Amar y odiar a un tiempo

Echanove precisamente lo interpretó en la versión cinematográfica firmada por Agustín Díaz Yanes. “Ese Quevedo es solo un fotograma del que veremos en Sueños. Puede ser un buen punto de partida pero es un trabajo que, la verdad, se me queda ya muy atrás”, señala Echanove. “Este es un Quevedo viejo, que se asoma a la muerte y eso le da otra dimensión. Para mí Quevedo es un parque temático de la interpretación. Lo tiene todo. Fue una persona tan atribulada como apasionada, alguien que pasa del odio al amor sin solución de continuidad”.

Su vertiente amorosa la despliega al lado de Aminta, una mujer napolitana por la que tuvo fijación (hay que recordar que el escritor pasó una temporada en la ciudad italiana secundando a su amigo el Duque de Osuna).

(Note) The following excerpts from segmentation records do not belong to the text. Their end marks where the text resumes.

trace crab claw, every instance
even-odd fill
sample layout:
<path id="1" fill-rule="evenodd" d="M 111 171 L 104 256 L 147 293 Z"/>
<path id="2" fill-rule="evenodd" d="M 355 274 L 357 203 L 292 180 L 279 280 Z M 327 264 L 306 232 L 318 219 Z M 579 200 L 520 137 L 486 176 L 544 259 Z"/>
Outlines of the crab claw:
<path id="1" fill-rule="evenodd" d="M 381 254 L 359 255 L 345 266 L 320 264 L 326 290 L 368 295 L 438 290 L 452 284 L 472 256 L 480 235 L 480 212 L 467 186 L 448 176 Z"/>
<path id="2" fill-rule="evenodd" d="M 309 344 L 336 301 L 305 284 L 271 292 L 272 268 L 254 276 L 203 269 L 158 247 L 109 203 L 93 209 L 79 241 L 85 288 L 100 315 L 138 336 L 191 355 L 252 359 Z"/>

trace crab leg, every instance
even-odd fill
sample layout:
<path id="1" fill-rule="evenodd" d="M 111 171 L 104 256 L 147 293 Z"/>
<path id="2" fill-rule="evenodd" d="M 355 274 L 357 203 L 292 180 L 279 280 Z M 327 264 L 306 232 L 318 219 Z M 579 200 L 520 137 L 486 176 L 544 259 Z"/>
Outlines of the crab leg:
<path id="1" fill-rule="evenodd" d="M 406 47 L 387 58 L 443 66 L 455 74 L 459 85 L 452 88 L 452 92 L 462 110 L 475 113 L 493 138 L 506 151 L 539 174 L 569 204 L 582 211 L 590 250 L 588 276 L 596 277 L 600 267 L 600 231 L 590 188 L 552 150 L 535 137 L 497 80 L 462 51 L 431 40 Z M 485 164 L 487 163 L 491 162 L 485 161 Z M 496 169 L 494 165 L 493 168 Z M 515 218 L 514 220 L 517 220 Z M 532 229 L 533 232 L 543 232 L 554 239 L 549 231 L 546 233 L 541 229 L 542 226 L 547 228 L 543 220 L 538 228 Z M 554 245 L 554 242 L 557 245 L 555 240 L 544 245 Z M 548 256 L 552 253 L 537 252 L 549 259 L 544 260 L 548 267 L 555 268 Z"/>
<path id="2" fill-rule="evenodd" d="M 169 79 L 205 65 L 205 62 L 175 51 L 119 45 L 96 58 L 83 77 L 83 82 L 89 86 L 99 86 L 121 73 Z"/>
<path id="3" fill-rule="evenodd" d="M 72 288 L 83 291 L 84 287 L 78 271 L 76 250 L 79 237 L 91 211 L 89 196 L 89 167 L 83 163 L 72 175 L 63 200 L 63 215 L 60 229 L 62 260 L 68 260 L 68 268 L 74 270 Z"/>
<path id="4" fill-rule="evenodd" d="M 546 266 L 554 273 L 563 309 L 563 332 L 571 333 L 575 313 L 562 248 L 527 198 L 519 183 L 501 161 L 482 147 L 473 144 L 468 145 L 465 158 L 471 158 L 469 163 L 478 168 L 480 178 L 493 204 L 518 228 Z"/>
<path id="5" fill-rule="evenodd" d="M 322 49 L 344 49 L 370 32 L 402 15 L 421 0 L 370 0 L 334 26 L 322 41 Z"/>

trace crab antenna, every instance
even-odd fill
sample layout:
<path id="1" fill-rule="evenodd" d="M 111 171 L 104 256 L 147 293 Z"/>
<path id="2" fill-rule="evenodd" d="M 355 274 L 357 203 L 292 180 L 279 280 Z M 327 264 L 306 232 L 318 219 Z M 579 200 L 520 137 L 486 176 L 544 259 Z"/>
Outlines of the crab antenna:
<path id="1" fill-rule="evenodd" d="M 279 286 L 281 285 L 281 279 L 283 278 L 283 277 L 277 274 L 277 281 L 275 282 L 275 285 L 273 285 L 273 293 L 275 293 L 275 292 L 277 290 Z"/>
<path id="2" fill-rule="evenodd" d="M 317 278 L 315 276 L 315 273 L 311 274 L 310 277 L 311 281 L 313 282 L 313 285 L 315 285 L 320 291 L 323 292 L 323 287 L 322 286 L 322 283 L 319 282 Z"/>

No está claro el alcance de sus contactos, si la cosa quedó en un terreno platónico o si llegó a lo carnal. Vera y Collado, a partir de los poemas que le dedicó, la han incorporado al montaje. Y Lucía Quintana le da vida en escena. Aminta sintetiza las distintas mujeres con las que se relacionó: las que le despreciaron por sus amorfas hechuras (las más) y las que sí entraron al trapo de sus galanteos (las menos). “Su discurso amoroso es muy necesario en un mundo donde prima lo material. Él fue un poeta del amor descomunal. Detrás de su fiereza se ocultaba la ternura”, dice Echanove, que tiene a Gerardo Vera rendido por sus dotes interpretativas. “Las oscilaciones del carácter de Quevedo -precisa Vera- no permiten procesos stanislavskianos. Los cambios de registro son instantáneos y él hace un trabajo deslumbrante, como el resto del elenco”, en el que encontramos a muchos de los actores que ya participaron en Los hermanos Karamázov: Óscar de la Fuente, Markos Marín, Antonia Paso, Chema Ruiz, Eugenio Villota...

Todos acompañan a este Quevedo crepuscular, que murió en un convento dominico de Villanueva de los Infantes en 1645, arrastrando amarguras y frustraciones, afrentas y exilios, pero, como apunta Vera, dejando también un ejemplo intemporal: "El de la dignidad en un país inundado por la indignidad y la podredumbre moral. Quevedo sigue siendo nuestro antídoto”.